On a envie que Charleroi change, ne soit pas toujours dans le ventre mou. Et avec quelques points en plus, on aurait franchi un palier. Il y a une équipe qui avance mais qui aurait pu avancer plus vite. Après, quand on voit ce que mon groupe est capable de faire au Standard, à Courtrai, face à Anderlecht ou Bruges, cela demeure des grosses satisfactions. Certains nous donnaient descendants en début de saison et on est en train de répondre à tous ces gens.

Au niveau personnel, comment s’est passée cette découverte de la D1 ?

Je ne sais pas si la D1 est faite pour moi – c’est plutôt à vous d’y répondre – mais moi, je m’y sens bien. J’ai appris à gérer mes émotions, à rester plus serein à certaines occasions, notamment en début de saison lorsqu’on prenait peu de points. J’étais plus nerveux, je savais que tous les objectifs étaient braqués sur moi ; on avait déclaré que je serais le premier entraîneur viré. On a beau essayer de gérer tout cela, il n’y a rien à faire, certaines situations sont plus difficiles que d’autres. Au fur et à mesure, j’ai aussi appris à gérer un groupe de D1. J’ai vu, certaines semaines, que le groupe était plus nerveux, ce qui ne m’était jamais arrivé en divisions inférieures.

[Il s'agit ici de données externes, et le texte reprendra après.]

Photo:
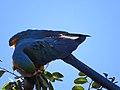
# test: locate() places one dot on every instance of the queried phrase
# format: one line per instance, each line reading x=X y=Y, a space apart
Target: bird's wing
x=42 y=51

 » J’ai vu que ce que je tentais en D2 pouvait aussi réussir en D1  »

Un groupe nerveux ?

Il est arrivé qu’il y ait des accrocs entre deux joueurs lors des entraînements. Je n’avais jamais vécu des situations de conflit. Mais attention : des conflits qui se terminent très vite. Et le staff m’a expliqué que c’était normal dans un groupe de D1.

Quelle fut la situation la plus délicate à gérer ?

La mi-temps de Mons qui ne fut pas de tout repos. Là, j’ai dû prendre deux grosses décisions. Dans un contexte difficile : on n’avait pris qu’un point en deux rencontres et on était menés. Et je venais de débarquer dans cette division.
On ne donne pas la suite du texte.